1956 yılında yayımlanan Yanyana’daki şiirlerin bu doğrultuda ilerlediği görülür. Şiire geleneksel biçimler ağırlıkla girmiş, şiir dokusuna uyaklar egemen olmuştur. Alay, ince yergi, lirizm, coşku yan yanadır. Kullanılan sözcüklerde de bir değişme göze çarpar. Önceki dönemin ağaç, deniz, bitki vb. somutluklarının yanı sıra, çağ, dünya, yeryüzü, doğa gibi soyut kavramlar kullanılmaya başlanmıştır. Şair artık belirli düşünceler üzerine araştırma yaparken, biçimin kusursuzluğuna iyiden iyiye özen göstermektedir. Süregiden bu değişim üzerine düşünürken, "Garip" anlayışının 1950-1955 döneminde, özellikle şiire yeni başlayanlar arasında olağanüstü yaygın bir etkisi olduğunu, bir zamanların yeniliğinin artık iyice eskitildiğini de gözönünde tutmak gerekir. Gerçekten de dönemin dergi sayfaları bu şiirin kötü kopyalarıyla dolmuş, şiir giderek yalnızca küçük olayların basit bir dille aktarıldığı, bütün gücü az sayıdaki dizelerin içine sıktırılmış küçük bir buluşta olan bir tür haline gelmişti. Bütünüyle birbirine benzeyen bu şiirlerin altında imza olmasa, kimin yazdığını çıkarmak nerdeyse olanaksızdı.

 

Melih Cevdet Anday, son kitabının üzerinden uzunca bir zaman geçtikten sonra, 1963’de Kolları Bağlı Odysseus’u yayımladığında edebiyat çevrelerinde belirgin bir şaşkınlık görüldü. Daha öncenin açık, anlamını kolay ileten, tadına kolay varılan şiirinin yerini, konusunu mitolojiden alan, kapalı, tadına güç varılan bir şiir almıştı. İnsanoğlunun doğa karşısında gelişimini, "Neredeyiz? Nereden geliyoruz? Bütün müyüz, parça mıyız?" gibi zamana bağlı olmayan sorularla irdeleyen "zamansız" bir şiir.

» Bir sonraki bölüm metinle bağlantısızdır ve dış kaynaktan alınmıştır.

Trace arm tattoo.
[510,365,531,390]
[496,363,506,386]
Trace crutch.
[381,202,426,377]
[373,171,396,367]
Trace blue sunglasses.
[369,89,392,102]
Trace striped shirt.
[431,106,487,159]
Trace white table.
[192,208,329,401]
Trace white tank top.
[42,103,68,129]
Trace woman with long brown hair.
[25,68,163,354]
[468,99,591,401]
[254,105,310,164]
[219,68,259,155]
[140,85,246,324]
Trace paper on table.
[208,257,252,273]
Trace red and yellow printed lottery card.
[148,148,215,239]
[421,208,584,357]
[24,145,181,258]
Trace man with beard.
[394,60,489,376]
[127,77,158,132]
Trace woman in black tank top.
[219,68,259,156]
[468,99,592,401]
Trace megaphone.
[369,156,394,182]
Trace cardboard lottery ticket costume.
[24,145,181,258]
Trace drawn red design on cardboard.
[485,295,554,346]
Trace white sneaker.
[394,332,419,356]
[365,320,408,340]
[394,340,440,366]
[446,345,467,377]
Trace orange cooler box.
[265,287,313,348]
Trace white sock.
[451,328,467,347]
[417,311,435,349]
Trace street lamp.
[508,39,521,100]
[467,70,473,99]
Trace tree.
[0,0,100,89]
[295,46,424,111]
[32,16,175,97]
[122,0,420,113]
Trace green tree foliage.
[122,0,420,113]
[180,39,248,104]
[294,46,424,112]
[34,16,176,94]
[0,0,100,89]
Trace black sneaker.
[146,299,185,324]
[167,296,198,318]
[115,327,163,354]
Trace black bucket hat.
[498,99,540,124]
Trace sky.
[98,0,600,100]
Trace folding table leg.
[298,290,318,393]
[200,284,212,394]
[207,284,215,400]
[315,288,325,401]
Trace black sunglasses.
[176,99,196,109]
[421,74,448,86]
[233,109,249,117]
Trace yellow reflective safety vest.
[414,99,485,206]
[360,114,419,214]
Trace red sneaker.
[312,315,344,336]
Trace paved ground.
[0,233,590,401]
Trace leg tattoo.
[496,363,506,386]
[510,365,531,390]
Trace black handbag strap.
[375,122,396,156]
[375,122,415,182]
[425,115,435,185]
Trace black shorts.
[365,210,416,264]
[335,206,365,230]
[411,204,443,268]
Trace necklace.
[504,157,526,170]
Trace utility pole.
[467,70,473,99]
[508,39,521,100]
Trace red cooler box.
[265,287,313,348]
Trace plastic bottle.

Kolları Bağlı Odysseus ve ardından gelen Göçebe Denizin Üstünde ile Teknenin Ölümü bir arada düşünüldüğünde, Anday’ın toplumsal sorunları aktarma ve uyarma gibi daha önce şiirinde yer alan kimi görevleri düzyazıya aktarıp, salt düşünsel bir şiire ulaşmak istediği görülür. Gerçekten de, 1960 sonrasında hem Türkiye genelinde, hem Türk şiir ortamında çok şey değişmiş, daha önceleri şiirin sözcülük etmeye çabaladığı kimi konular başka uzmanlık dalları tarafından gündeme getirilip tartışılmaya başlanmıştır. Anday’ın kendisi de deneme ve makaleleriyle bu tartışmalara katılabilmekte, görüşlerini bildirebilmektedir. Öte yandan şiirinin bünyesine uymayan konuları, insanlararası durumları 1965’ten sonra yayımlanmaya başlandığı romanlarında ele alabilmekte, oyunlarında çağdaş insanın yerleşik değerlerle ve düzenle çatışmasını irdeyebilmektedir. Böylelikle şiir artık kimi görüşleri aktarmak ve yaymak yerine; yaşam, doğa, dünya, tarihsellik gibi felsefenin yüzyıllar boyu uğraştığı konularda yoğunlaşmak olanağını yakalamıştır. Felsefeye bile öncülük edebilecek, biçim yönünden kusursuz, anlam yönünden okudukça derinleşen bir şiire ulaşılmıştır.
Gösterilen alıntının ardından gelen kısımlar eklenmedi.